321az Predicting the Lennard Jones Melting Point, Infinite Size and Full Potential

Ethan A. Mastny, University of Wisconsin - Chemical and Biological Engineering, 1415 Engineering Drive, Madison, WI 53706-1691 and Juan J. De Pablo, Chemical and Biological Engineering, University of Wisconsin - Chemical and Biological Engineering, 1415 Engineering Drive, Madison, WI 53706-1691.

The calculation of the melting temperature by means of molecular simulation poses significant challenges. To this date, estimates of the melting curve of the simple Lennard Jones system vary by as much as 10%. The origin of such discrepancies, and whether it is methodological or numerical, remains unclear. In this work we present precise values for the Lennard Jones melting temperature, and we examine in considerable detail sources of systematic error in prediction of melting points including, finite-size and cutoff radius effects.

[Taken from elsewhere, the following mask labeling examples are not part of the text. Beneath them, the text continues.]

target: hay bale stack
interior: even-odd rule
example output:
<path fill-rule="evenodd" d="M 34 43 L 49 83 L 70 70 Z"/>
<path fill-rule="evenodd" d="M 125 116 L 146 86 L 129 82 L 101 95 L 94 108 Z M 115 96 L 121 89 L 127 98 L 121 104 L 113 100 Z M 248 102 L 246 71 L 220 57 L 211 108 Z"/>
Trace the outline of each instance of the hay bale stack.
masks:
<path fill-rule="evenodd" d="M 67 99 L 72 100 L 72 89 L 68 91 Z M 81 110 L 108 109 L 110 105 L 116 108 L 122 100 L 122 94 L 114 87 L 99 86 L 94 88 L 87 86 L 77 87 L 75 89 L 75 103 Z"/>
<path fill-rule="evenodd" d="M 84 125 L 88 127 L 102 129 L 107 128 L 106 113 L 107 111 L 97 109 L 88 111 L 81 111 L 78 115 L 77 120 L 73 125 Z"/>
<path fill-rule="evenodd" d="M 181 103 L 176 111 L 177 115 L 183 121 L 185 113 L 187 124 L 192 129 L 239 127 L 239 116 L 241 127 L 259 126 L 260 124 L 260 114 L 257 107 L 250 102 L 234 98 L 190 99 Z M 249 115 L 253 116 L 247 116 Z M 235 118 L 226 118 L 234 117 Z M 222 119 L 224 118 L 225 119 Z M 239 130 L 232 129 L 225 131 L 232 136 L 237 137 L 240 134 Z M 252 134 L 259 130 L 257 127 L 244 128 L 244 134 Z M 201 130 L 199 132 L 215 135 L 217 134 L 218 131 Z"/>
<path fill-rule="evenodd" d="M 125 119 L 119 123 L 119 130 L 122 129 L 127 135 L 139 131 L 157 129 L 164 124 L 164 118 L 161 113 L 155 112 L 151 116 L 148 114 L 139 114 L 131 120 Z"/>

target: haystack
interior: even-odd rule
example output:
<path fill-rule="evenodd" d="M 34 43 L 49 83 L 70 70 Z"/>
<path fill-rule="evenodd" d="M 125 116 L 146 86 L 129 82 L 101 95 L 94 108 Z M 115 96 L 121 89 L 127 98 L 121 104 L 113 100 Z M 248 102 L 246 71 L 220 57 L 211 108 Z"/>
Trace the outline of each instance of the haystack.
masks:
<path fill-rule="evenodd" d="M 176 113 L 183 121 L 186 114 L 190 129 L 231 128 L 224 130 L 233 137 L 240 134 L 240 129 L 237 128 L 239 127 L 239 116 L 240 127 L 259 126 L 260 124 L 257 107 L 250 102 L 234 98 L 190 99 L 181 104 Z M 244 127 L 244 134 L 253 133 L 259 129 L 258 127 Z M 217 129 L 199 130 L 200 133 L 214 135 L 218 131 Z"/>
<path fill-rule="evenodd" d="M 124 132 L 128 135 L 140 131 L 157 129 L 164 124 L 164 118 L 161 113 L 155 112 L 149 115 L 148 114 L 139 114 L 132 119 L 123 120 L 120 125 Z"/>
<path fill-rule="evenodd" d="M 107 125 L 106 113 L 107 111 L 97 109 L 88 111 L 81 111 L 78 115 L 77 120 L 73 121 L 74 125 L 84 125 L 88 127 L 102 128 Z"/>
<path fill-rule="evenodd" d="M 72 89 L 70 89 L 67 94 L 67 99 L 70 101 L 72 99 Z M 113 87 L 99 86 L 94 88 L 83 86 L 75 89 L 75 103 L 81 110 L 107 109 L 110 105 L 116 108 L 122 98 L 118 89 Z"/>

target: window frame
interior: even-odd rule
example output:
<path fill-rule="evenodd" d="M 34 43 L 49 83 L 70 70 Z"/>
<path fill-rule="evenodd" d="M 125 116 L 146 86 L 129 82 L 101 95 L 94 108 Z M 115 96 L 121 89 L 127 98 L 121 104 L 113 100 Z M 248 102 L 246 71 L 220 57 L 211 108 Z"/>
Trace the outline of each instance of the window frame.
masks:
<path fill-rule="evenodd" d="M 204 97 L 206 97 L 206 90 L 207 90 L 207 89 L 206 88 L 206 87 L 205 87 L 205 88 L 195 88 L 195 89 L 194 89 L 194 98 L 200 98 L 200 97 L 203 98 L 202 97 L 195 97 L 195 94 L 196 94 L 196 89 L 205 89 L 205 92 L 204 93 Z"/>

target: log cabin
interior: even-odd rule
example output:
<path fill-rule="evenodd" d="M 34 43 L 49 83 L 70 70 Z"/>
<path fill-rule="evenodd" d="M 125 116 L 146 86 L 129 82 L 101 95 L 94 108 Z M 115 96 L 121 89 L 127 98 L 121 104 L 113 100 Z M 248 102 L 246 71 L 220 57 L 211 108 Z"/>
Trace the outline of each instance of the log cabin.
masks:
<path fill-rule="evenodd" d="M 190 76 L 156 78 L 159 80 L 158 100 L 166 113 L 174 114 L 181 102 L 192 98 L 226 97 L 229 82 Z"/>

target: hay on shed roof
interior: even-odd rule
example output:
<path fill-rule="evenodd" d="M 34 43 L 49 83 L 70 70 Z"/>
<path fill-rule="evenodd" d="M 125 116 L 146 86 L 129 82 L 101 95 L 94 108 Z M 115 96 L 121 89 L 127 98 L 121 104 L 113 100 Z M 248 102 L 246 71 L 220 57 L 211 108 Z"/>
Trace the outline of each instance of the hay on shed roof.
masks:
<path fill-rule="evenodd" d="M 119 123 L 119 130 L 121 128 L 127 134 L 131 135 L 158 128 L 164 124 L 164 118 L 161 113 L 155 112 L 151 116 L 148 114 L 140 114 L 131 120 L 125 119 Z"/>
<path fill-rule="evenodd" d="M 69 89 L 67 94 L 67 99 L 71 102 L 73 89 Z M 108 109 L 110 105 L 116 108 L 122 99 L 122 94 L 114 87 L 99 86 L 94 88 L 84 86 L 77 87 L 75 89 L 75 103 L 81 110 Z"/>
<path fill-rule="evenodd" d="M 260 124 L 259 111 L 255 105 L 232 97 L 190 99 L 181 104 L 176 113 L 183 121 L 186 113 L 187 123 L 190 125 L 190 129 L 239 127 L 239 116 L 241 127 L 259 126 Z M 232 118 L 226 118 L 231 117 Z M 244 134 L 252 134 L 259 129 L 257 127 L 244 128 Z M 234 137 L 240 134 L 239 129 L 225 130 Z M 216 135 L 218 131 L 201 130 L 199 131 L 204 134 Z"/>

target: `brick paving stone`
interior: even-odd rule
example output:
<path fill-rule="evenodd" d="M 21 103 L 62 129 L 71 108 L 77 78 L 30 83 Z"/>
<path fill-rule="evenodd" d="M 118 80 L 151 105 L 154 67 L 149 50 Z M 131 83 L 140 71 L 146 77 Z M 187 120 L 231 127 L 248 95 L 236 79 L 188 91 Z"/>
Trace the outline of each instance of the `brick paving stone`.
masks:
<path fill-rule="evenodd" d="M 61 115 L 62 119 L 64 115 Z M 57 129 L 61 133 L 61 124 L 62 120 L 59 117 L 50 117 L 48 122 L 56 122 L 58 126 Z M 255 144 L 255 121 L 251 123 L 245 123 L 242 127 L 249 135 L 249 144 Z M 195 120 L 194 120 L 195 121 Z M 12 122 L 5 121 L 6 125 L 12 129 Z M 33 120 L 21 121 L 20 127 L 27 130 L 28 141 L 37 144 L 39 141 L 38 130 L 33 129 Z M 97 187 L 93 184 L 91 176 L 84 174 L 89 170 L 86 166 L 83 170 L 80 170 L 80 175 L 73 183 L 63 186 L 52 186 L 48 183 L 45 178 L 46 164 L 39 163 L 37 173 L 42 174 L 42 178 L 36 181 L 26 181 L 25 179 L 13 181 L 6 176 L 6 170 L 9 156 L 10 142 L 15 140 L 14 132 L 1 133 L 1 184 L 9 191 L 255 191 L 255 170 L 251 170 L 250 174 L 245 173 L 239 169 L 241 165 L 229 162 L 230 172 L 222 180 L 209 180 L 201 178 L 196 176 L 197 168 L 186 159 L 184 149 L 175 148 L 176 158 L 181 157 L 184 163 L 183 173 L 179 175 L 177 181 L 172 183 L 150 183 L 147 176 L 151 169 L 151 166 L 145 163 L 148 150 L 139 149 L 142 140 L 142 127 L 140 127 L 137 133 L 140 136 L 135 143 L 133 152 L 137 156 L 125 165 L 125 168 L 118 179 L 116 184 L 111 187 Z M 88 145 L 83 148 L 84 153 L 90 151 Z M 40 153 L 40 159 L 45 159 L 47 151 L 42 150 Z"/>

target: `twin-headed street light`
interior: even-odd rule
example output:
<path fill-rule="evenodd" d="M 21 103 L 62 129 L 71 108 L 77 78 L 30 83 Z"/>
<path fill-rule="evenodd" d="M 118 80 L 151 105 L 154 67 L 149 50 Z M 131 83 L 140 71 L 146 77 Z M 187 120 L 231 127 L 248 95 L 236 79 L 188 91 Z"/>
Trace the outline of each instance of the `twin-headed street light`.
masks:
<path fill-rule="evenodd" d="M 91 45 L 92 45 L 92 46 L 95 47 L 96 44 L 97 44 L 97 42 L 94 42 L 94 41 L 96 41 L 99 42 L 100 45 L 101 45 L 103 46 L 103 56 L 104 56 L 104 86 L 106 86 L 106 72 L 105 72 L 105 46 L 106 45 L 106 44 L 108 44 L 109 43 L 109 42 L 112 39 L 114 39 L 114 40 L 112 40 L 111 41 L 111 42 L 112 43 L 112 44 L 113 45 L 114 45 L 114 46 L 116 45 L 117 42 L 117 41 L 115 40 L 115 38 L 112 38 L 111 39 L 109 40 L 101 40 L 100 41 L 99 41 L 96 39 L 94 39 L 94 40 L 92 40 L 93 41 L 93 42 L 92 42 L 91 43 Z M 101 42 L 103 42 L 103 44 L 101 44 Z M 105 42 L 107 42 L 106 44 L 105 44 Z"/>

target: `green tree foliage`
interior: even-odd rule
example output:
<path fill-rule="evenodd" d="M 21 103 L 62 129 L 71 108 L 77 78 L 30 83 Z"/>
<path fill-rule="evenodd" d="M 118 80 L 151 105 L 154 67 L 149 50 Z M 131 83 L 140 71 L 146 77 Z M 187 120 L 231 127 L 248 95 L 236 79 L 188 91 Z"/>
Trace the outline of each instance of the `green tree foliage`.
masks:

A hypothetical integration path is used to find the relative free energies of the solid and liquid phases, of various system sizes, at constant cutoff radius. The solid-liquid relative free energy and melting temperature are shown to exhibit a 1/N scaling, where N is the system size. It is shown that finite-size effects can account for melting temperature errors of up to 5%. An extended-ensemble density-of-states method is used to find free energy change in each phase as a continuous function of the cutoff radius. This study shows that melting temperature predictions display decreasing oscillations as the cutoff radius is increased. Melting temperature prediction errors due to cutoff radius are of the same magnitude as finite-size effects and in some cases lead to errors of as much as 5%.